These chips and motherboards are aimed at content creators, because the extra cores and higher PCIe 4.0 bandwidth won't help gamers much. In fact, Threadripper chips almost always perform worse in games than its Ryzen desktop chips like the new Ryzen 9 3950X.
That said, AMD claimed that the Ryzen TR 3970X will boost Adobe Premiere CC 2019 encoding by up to 47 percent over Intel's similarly priced 18-core Core i9-9980XE. (Intel's new i9-10980XE has roughly the same performance as the i9-9980XE, but is half the price.) The cheaper 3960X version will still deliver a 22 percent speed bump over Intel's chip, though. As for the power consumption, both chips have a 280W TDP, so the i9-9980XE has a big advantage there with a 165W TDP.

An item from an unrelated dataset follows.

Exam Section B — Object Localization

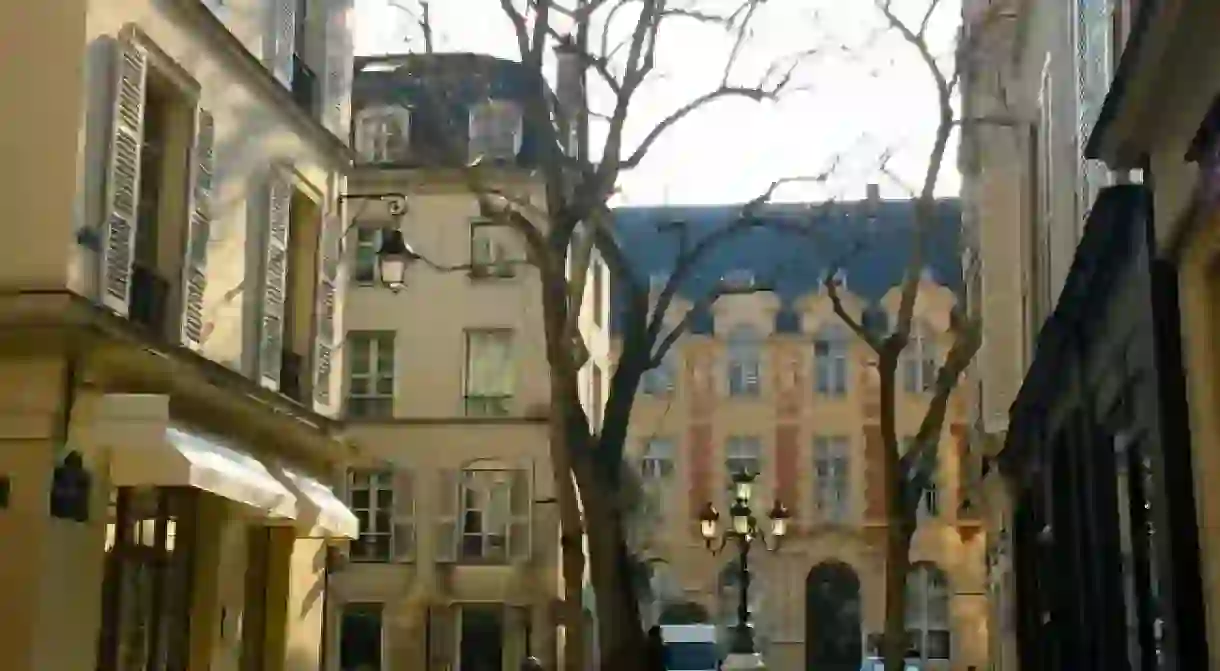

For gaming, Intel's chips might still beat the Threadrippers, especially when overclocked. It's also notable that the two 3rd-gen Threadrippers use AMD's new "Socket sTRX4," so they aren't pin-compatible with the 2nd-gen models and thus can't be used on older sTR4 socket motherboards. AMD did say that the new socket would allow for "scalability," without providing more details.
We were very much hoping to see a 64-core version, as rumored, but it has yet to materialize. These Threadripper chips won't come cheap, but they do cost significantly less than any Intel chips with 24 cores or more. AMD hasn't given an exact release date yet, but the 24-core Ryzen RT 3960X Threadripper CPU will cost $1,399, and the 32-core version will be $1,999. By comparison, Intel's 18-core i9-9980XE still costs around $1,979, while the 18-core i9-10980XE is $979.